1. Field of the Invention
The present invention generally relates to the field of graphics processing and more specifically to generating a clip state via a clip state machine for a batch of vertices.
2. Description of the Related Art
A graphics processing pipeline of a graphics processing unit (GPU) accepts a representation of a three-dimensional (3D) scene as an input and processes that input to produce a 2D display image of the scene as an output. As is well known, the 3D graphics scene is typically represented by a collection of primitives having vertices. Indices associated with the vertices are stored in index arrays, and vertex data associated with those vertices is stored in vertex arrays. The primitives are individually processed by the GPU based on the index arrays and the vertex data when generating the 2D display image of the scene.
A conventional graphics processing pipeline has different stages through which the primitives associated with a graphics scene are processed when generating the 2D display image of the graphics scene. In one stage, vertex shading operations, including vertex lighting and transformation, are performed on vertices of the graphics primitives. In another stage, a geometry shader performs geometry shading operations for calculating parameters that are used to rasterize the graphics primitives. In a later stage, clipping, culling, viewport transform, and attribute perspective correction operations on the graphics primitives. In this stage, different culling and clipping techniques to remove graphics primitives within the 3D graphics scene that are not visible in a view frustum, i.e., a region of visible space defined by a set of clip planes.

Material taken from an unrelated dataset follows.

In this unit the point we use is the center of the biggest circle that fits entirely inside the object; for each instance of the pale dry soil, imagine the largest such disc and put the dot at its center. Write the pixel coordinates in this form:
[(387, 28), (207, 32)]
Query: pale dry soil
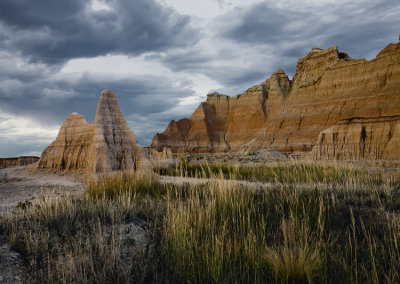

One drawback of a conventional graphics processing pipeline, is that operations in stages prior to the clipping and culling stage are performed for each of the graphics primitives regardless of whether those graphics primitives are clipped or culled downstream. In such a scenario, memory bandwidth and processing resources of the GPU are wasted unnecessarily to process graphics primitives and vertices of those graphics primitives that are discarded at a later stage.
Accordingly, what is needed in the art is a mechanism for identifying vertices that are eventually culled or clipped in a later stage of the graphics processing pipeline.